Spin the tape on a fortnight or so, however, and it came to mean quite a bit. Tyrone played Kildare in the Division Two league opener in Croke Park and both their goals came from runs through the middle made by Harte. By the end of the league, he was Tyrone’s top scorer with 5-5. Granted, three of his goals were from penalties but he created as much as he scored.
Division Two teams were unsure as to how he should be dealt with and it wasn’t until Kildare got another crack at him in the league final that he was finally contained. As a tactical ploy, it was straight from the Mickey Harte ideas factory – take a talent and find a way to exploit it that nobody else has thought of yet. Watching on from south Armagh, Crossmaglen co-manager Tony McEntee couldn’t but be impressed.
“They’ve been very smart about it,” he says. “Mickey Harte has obviously thought a lot about how to utilise Peter’s strengths which are his running with the ball and his ability to attack from deep and get scores. Peter was fine as a wing half-forward and was capable of getting a few scores and making it difficult for opposing defences there.
“But he is very strong coming on to the ball so it was a very clever move pushing him back there and having him come through with it. What Mickey has done to facilitate it is allow Ronan McNabb to drop back from wing-forward and cover across at centre half-back so as to give Peter that freedom to go forward knowing that he wasn’t leaving the whole centre of the defence open.”
It worked like a dream, right up until the point where it didn’t. Harte was an elusive presence throughout the league and must have seemed like subliminal advertising to opposing teams at times, for they could never quite be sure in what part of the pitch they’d seen him. The teamsheet said one thing, the scoresheet said another. From centre-back, Harte was the only Tyrone player to score in every game.
“It’s always the case when a new player comes in or a new system is employed,” says McEntee. “You tend to get the freedom of the field for a while until somebody else cops on to what you’re doing and they adjust. Kildare adapted to it in the league final but there were a number of reasons for that. Most of all, it was because they were strong and fit and they were able to track his play whenever he went on a run.”
There was more to it than just fitness and brawn, however – Kildare had a clear plan for Harte in that game. Eoin O’Flaherty pushed him down alleys whenever he took possession. The rest of the Tyrone team, possibly caught on the hop when Harte didn’t have quite the free hand he’d enjoyed all spring, left him isolated at times and Tyrone’s play slowed down dramatically as a result.
Will it force a rethink for the championship?

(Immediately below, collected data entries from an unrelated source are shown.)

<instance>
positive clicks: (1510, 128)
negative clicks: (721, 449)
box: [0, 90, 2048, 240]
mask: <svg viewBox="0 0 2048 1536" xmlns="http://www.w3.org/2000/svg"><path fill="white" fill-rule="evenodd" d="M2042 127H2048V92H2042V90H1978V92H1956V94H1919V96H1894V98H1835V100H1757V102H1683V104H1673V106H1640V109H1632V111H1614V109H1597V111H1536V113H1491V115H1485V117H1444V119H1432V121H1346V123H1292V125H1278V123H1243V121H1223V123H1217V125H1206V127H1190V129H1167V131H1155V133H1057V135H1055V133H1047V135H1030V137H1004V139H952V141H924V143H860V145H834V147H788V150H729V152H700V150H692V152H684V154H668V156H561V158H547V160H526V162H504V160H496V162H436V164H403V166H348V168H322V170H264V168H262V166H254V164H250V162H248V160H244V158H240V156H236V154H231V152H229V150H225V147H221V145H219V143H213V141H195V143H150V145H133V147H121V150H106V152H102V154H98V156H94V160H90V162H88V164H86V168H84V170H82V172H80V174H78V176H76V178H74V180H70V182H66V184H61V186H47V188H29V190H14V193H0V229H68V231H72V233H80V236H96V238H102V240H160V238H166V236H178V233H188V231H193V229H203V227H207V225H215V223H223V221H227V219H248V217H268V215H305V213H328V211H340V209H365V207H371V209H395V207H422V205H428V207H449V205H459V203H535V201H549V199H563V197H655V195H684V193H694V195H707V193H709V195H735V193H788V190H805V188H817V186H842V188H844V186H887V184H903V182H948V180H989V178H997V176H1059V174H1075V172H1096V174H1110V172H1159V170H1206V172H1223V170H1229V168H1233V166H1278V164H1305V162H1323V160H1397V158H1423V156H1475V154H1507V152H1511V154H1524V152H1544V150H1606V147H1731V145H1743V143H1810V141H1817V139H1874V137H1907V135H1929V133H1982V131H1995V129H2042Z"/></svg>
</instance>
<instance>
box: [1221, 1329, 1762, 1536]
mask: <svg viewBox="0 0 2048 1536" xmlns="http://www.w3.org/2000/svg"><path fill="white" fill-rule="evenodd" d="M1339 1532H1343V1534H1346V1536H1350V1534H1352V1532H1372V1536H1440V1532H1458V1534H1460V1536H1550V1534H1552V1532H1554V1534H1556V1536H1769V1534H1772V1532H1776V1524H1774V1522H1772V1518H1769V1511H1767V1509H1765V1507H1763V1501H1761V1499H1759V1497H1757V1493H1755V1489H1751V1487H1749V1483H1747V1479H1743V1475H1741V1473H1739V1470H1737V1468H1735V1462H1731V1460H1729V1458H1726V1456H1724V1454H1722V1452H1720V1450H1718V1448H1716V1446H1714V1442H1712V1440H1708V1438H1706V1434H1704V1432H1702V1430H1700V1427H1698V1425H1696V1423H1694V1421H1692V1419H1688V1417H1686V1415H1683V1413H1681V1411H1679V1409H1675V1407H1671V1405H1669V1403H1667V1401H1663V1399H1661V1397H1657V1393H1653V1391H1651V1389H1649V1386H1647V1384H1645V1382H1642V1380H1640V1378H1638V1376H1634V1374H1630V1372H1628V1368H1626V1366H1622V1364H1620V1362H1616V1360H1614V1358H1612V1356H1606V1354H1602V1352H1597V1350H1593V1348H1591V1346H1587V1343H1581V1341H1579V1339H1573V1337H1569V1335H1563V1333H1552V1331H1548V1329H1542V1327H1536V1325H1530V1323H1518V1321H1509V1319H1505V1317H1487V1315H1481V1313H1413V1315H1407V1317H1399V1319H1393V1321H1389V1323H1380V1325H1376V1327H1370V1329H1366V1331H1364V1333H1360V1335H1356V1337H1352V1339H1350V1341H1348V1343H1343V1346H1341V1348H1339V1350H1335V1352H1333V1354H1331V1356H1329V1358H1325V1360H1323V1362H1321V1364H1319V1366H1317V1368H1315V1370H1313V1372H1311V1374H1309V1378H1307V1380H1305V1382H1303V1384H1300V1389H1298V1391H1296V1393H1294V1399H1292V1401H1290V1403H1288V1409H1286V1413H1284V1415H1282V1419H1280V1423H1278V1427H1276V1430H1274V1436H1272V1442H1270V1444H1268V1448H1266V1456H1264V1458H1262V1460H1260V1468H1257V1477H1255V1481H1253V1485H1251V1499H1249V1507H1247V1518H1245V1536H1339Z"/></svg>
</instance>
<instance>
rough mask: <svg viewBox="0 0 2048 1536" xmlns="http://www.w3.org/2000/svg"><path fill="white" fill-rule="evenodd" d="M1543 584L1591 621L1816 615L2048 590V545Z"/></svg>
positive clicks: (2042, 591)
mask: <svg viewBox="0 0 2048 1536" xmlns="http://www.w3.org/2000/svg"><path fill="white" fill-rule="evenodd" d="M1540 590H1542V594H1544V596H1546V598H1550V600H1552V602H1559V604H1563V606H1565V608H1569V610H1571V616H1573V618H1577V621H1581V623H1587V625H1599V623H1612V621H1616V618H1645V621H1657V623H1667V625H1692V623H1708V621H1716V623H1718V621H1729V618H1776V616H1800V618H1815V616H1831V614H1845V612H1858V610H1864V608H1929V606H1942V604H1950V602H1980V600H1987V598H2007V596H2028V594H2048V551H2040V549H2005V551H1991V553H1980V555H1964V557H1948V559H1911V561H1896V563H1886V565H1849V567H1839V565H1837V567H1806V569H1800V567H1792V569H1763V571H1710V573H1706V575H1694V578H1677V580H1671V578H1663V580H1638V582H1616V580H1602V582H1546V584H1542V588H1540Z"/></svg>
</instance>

McEntee doubts it. “I think it’s interesting that on the teamsheet for this weekend against Armagh, Mickey’s changed it and named Peter at number 12.
“Nobody expects him to play there and I think he’ll just drop back from that position and do exactly what he’s been doing through the league.
“It might vary a little in that Conor Gormley could sit there as a pre-defined centre half-back and Ronan McNabb will stay at wing half-forward. But Peter’s role probably won’t change very much.
“Armagh will have a system in place in order to counteract Peter’s runs. I would suspect that Kevin Dyas has been named at centre-forward for this purpose.”
Punch and counter-punch. In a Mickey Harte world, every game’s a chess game and by moving Peter Harte to the other end of the board, he’s turned a pawn into a queen. Kildare found a defence for him in the league final but we can take it the Tyrone manager isn’t finished tinkering with the strategy just yet.